I have just enough presence of mind to kiss him back before he’s gone, across the couch again, hands tucked neatly in his lap.
“Ar-chie?”
He takes a deep breath, braces himself, then rips the Band-Aid off.
“I wasn’t telling a joke when I said that I torture monsters for fun and for my job.
Ted is an incredibly real, incredibly horrendous man I have lying strapped to a table in my basement as we speak.
Ted, and all of the men,” he spits the word, “that I work on do things—things much worse than anything I’ve ever been able to do to them—and they do these things to children.
Teenagers, sometimes. Women, sometimes. But primarily children.

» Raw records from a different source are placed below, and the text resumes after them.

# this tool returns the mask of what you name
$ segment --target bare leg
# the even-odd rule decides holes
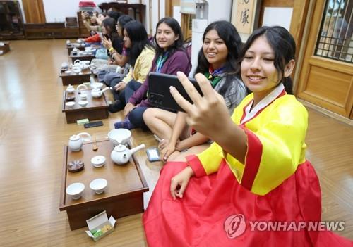
[[[160,139],[172,136],[176,114],[167,110],[150,108],[143,113],[143,120],[148,128]]]
[[[203,152],[203,151],[205,151],[205,149],[207,149],[209,146],[210,146],[210,144],[206,143],[206,144],[203,144],[201,145],[193,146],[193,147],[190,148],[189,149],[188,149],[185,152],[179,153],[179,155],[178,155],[178,156],[176,156],[176,155],[174,156],[174,153],[173,153],[173,155],[170,156],[169,158],[168,158],[168,161],[184,161],[184,162],[186,162],[186,157],[187,156],[189,156],[191,154],[200,153]],[[176,152],[175,152],[175,153],[176,153]]]

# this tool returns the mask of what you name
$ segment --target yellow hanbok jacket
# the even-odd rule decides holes
[[[250,110],[253,100],[253,94],[248,95],[232,115],[247,137],[245,164],[217,143],[187,159],[196,177],[217,172],[225,159],[239,184],[256,194],[265,195],[305,161],[308,113],[295,96],[285,94],[282,84]]]
[[[143,83],[152,66],[152,61],[155,58],[155,51],[149,47],[145,47],[135,62],[135,66],[130,68],[128,73],[122,80],[123,82],[128,83],[131,80]]]

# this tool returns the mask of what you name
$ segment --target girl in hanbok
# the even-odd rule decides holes
[[[208,25],[202,41],[196,73],[202,73],[208,79],[212,87],[225,99],[232,115],[246,95],[246,89],[235,72],[241,39],[232,23],[220,20]],[[169,157],[173,159],[198,153],[210,146],[209,138],[191,129],[186,118],[185,113],[157,108],[150,108],[143,113],[146,125],[162,139],[160,153],[164,161]]]
[[[174,87],[172,95],[188,124],[214,143],[162,170],[143,215],[150,246],[352,246],[316,224],[321,190],[305,159],[308,113],[290,95],[294,54],[285,28],[256,30],[239,56],[253,93],[230,118],[203,75],[196,77],[201,96],[178,73],[193,104]]]

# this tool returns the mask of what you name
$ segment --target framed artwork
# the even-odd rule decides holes
[[[235,26],[243,42],[258,28],[261,0],[234,0],[232,23]]]

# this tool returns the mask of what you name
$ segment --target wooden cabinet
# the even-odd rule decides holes
[[[64,23],[26,23],[25,30],[28,39],[65,39],[79,37],[78,28],[65,28]]]
[[[18,1],[0,1],[0,39],[25,38],[23,22]]]

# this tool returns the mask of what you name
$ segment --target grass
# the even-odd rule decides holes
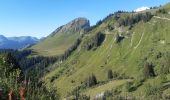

We—my family here—we work to get these people out of commission.
Stryker takes a quicker, permanent approach usually, but for the ones who are…
particularly bad, he gives them to me, and he lets me play before he or Basil take away the leftovers and put an end to suffering I do not believe should have an end at all.
Typically, they take them in trade for a new monster for me to work on.
” He pauses, jaw working. “I’m sorry, Sarelia.
Not that I do this, but that I didn’t properly convey the nature of my work before our marriage.
I let my excitement lead me, not taking the time to make sure you understood what I was saying, and the seriousness of it, before moving forward in making you my wife.
” His hand lifts, then drops. “I apologize. I… whatever you wish to do going forward, I will honor.”